The book of James speaks of the power of the tongue, “…a small member, yet it boasts of great exploits. The tongue is placed among our members as a world of iniquity…” (James 3: 5-6).

With our words we can change the way others look at someone, build a reputation or tear one down. Our stories can shape the truth about a person, a place, or an institution.

Gossip is talking about someone when they are not present and cannot hear, defend, or explain. Gossip can be true, false, or (most often) a mixture of the two. The point of gossip is most often to tear apart, break down, and hurt.  Gossip has the effect of making the gossiper, the one with the information, feel powerful and experience a sense of control over others.

Even within the church, stories and gossip about the life of Mary Magdalene have circulated in ways that alter the truth of the power and dignity of this woman. Mary Magdalene has wrongly been portrayed as a prostitute, the lusty, long-haired temptress anointing the feet of Jesus in Luke’s gospel. Gossip has regularly confused her with the unnamed woman being stoned for adultery.

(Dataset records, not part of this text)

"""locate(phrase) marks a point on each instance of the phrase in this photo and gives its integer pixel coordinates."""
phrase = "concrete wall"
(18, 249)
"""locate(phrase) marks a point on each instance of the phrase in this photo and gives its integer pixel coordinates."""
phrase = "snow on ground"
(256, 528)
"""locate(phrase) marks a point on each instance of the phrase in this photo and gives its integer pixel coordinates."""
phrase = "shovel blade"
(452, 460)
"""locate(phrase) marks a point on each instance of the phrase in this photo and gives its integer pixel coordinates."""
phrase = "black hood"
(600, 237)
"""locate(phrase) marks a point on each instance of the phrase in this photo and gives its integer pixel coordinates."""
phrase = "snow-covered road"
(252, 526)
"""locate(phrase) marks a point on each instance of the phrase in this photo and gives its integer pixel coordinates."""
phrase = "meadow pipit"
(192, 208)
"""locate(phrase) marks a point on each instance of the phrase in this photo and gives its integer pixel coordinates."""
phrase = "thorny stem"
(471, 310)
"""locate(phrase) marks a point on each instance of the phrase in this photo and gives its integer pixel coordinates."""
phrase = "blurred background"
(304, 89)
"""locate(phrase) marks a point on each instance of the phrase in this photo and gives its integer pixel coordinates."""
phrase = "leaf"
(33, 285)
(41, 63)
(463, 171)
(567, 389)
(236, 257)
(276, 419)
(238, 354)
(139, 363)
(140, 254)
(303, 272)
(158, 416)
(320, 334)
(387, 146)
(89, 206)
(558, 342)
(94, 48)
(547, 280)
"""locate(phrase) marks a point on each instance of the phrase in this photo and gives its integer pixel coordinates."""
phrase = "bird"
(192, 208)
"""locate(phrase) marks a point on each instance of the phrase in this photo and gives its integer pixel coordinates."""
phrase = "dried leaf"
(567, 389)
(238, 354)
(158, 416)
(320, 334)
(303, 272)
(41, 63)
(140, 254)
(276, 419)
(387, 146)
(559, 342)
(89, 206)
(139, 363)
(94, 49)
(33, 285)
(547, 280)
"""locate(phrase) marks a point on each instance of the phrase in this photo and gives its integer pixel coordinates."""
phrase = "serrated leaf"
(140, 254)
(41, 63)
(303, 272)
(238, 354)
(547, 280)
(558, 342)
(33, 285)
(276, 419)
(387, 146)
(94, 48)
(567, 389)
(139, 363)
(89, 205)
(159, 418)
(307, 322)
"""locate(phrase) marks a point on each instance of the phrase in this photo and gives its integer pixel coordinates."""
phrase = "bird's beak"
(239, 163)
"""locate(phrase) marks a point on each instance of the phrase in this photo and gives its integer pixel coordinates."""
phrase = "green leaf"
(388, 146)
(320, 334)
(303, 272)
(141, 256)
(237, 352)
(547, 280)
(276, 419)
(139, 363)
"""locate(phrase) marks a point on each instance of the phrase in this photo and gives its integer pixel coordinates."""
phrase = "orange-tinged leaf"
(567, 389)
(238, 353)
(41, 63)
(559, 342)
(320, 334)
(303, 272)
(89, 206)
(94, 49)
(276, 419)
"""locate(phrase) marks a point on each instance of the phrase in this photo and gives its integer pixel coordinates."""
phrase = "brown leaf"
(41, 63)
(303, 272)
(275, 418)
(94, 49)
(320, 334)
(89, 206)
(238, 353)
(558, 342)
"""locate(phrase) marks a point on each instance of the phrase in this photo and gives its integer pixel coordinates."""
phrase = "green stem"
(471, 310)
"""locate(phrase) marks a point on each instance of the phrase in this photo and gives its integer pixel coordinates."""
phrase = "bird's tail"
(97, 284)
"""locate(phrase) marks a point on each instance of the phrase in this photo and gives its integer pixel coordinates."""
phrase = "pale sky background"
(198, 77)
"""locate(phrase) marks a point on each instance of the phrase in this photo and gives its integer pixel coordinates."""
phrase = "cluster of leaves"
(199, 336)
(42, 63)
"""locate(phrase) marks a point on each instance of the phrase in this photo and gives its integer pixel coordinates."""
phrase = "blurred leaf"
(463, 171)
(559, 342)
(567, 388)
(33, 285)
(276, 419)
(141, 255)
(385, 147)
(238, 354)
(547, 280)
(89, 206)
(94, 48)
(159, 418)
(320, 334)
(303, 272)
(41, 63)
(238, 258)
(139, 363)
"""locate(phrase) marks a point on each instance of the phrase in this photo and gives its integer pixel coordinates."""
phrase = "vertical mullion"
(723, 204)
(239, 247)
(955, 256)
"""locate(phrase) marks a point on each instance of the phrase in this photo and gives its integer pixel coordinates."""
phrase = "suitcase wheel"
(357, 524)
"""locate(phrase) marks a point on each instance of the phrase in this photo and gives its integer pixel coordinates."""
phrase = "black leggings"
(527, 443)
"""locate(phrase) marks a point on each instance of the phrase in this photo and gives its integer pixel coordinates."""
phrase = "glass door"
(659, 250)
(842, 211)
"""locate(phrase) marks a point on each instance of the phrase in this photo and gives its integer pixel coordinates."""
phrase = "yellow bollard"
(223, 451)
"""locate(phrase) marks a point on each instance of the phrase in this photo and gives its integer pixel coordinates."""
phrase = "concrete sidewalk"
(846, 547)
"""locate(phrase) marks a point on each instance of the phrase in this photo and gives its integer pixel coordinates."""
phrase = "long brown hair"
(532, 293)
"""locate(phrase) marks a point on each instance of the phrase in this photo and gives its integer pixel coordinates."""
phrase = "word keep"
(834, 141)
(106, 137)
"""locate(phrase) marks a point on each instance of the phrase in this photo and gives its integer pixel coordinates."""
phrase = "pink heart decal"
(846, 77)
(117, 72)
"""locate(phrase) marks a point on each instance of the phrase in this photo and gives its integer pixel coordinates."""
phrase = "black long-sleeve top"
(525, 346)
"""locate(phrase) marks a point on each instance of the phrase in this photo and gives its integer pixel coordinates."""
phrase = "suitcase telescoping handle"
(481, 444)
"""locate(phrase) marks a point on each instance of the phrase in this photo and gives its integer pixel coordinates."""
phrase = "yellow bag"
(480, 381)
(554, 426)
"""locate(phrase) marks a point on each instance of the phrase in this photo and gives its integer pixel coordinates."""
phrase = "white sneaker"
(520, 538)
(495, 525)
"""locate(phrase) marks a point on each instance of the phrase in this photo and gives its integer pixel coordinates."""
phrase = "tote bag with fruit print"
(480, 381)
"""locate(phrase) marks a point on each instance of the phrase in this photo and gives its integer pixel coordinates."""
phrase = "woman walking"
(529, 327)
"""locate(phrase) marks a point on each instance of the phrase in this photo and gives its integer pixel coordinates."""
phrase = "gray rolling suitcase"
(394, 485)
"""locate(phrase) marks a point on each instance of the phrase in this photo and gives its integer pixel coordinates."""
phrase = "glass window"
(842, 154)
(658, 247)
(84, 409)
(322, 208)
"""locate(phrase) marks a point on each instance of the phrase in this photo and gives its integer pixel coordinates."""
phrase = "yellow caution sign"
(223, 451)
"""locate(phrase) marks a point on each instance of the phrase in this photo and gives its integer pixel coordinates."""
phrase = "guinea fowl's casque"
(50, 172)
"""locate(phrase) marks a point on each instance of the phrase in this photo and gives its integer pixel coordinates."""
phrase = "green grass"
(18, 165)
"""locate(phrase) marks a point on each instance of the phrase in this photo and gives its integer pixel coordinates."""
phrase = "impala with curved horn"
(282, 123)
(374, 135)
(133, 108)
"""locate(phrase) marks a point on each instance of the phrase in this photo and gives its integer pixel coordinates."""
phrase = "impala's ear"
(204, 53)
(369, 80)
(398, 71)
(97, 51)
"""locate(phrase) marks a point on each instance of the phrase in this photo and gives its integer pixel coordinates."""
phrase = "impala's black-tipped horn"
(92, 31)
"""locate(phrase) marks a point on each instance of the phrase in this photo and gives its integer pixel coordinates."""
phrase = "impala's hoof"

Gossip from the tongues of the Church Fathers has dismissed or denigrated strong female models of truth and commitment to the Jesus way of living. The Christian church has long upheld the view that women are gossips, creatures of idle chatter and meaningless conversation. Martin Luther, in his simple and compelling Christmas book, speaks of Mary, the Mother of Jesus, as a well-grounded example for other women, especially in the Gospel of Luke. It is in Luke where Mary travels to see her cousin Elizabeth, who is surprisingly with child as well. The author of Luke adds that Mary “went with haste” to see her cousin.